A transformation in the labor-intensive market
It’s fair to say that the unregulated labor market across the agricultural sector and its ancillaries have been the worst hit due to the COVID-19 pandemic. The workforce in this sector relies on physically visiting lenders, to get cash in return that can help their operations. Cash is also the primary mode of payment across employees, vendors, traders, and most of the parties involved. While fintech organizations have been trying to tap into this colossal market, the market’s use of feature phones, or smartphones for purely entertainment purposes has hindered the development. However, a big change in this sector is right across the horizon. With Jio entering the mobile landscape, by introducing pocket-friendly smartphones with an internet connection that would eventually replace the feature phones, we can anticipate the idea of digital payment adoption across rural areas surge.

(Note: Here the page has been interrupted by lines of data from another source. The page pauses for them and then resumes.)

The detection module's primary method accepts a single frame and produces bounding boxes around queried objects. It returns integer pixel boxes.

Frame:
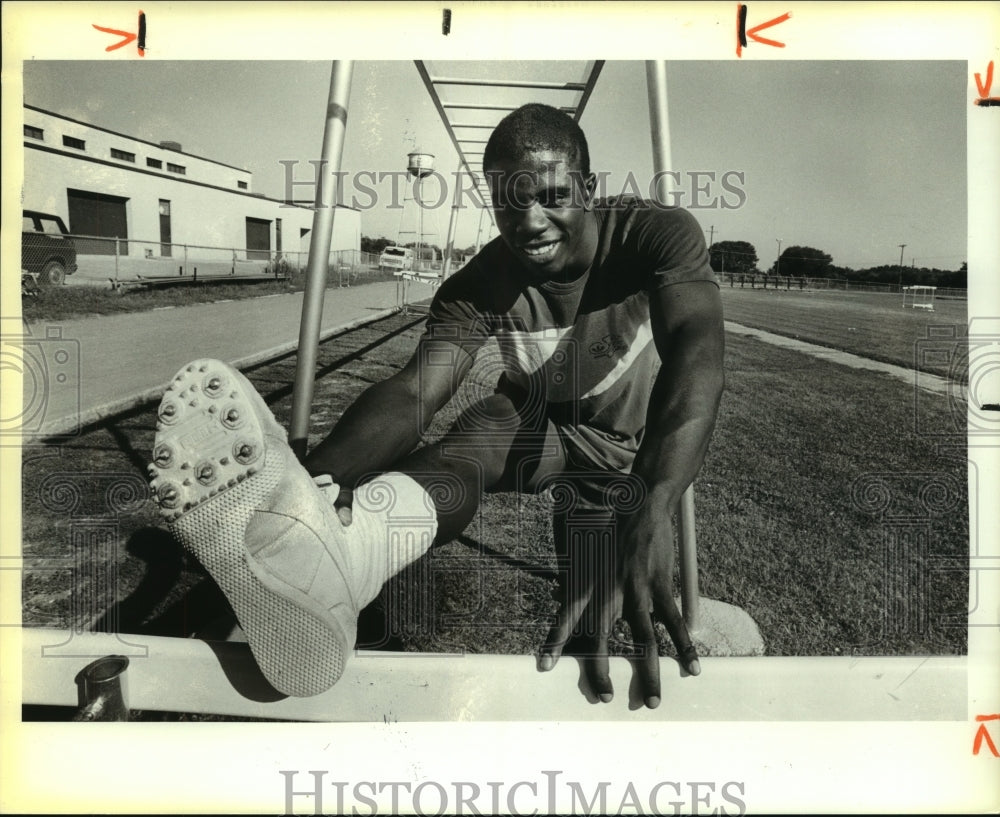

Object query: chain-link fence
[21,231,379,285]
[719,272,968,300]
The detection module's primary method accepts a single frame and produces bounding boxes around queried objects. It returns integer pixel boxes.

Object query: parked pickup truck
[21,210,76,285]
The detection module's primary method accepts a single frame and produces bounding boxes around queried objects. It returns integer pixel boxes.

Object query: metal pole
[441,156,464,281]
[646,60,701,633]
[288,60,354,459]
[899,244,906,292]
[476,207,486,255]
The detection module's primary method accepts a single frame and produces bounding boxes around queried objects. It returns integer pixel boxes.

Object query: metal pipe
[677,485,701,633]
[73,655,129,721]
[431,77,587,91]
[646,60,701,632]
[441,102,576,114]
[441,156,465,281]
[288,60,354,459]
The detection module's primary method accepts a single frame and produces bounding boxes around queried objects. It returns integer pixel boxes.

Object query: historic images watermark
[279,159,748,211]
[279,769,747,815]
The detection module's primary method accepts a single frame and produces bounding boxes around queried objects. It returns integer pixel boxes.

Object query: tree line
[709,241,968,289]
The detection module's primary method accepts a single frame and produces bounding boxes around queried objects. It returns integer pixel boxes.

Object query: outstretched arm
[619,281,725,706]
[539,281,724,707]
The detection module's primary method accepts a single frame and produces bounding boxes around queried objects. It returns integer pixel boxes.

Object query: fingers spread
[656,593,701,675]
[624,591,660,709]
[538,592,590,672]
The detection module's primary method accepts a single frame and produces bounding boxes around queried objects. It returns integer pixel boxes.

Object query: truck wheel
[38,261,66,286]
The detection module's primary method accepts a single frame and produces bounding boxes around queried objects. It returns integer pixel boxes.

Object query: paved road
[3,281,433,446]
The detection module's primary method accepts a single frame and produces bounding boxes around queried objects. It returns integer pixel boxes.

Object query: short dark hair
[483,102,590,176]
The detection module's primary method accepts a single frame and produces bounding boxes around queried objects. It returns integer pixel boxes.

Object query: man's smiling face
[486,150,597,282]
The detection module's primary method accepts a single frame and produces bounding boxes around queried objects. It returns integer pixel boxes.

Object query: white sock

The functioning of microfinance institutions
MFIs and NBFCs across the country have conventionally not only relied on physical cash but have also needed physical presence for approval, verification, or for disbursement processes. With the new dynamics in play, where social interactions are limited and social distancing has become a norm, fintech finds its way into the ecosystem seamlessly. Automating physical and manual processes with almost no physical interactions, fintech solution provider(s) are looking at changing the dynamics of MFIs and NBFCs in the country. They have also found in-roads to provide their services to startups at a much lower cost than a traditional name, with a better and quicker turnaround.
The transformation of the on-demand economy
E-commerce was the first to embrace the fintech revolution, and it has revolutionized the e-commerce landscape of the country. This revolution has had an adverse impact on the retail footprint of the country. To make matters worse, the implementation of the lockdown along with people’s awareness pertaining to hygiene, and social distancing means that the retail industry has a mountain to climb. Both in the essential and non-essential commodities sectors. With every business realizing that having an e-commerce presence is a must, fintech startups and fintech solution providers are bound to make inroads and create a tidal shift in the payment behavior of the people.
As anticipated, the pandemic is bound to redefine the digital landscape. Customer behavior and their interactions are changing at an unprecedented rate and are bound to evolve with the digital transformation. Fintech solution providers in India are also coming to terms that it is not just about digitizing the financial offerings, but about looking at the entire value chain that entails everything from the consumer’s journey to the merchants. The fintech revolution will also look at creating a collaborative ecosystem that uses a digital transformation to make banking and payment systems accessible to every individual.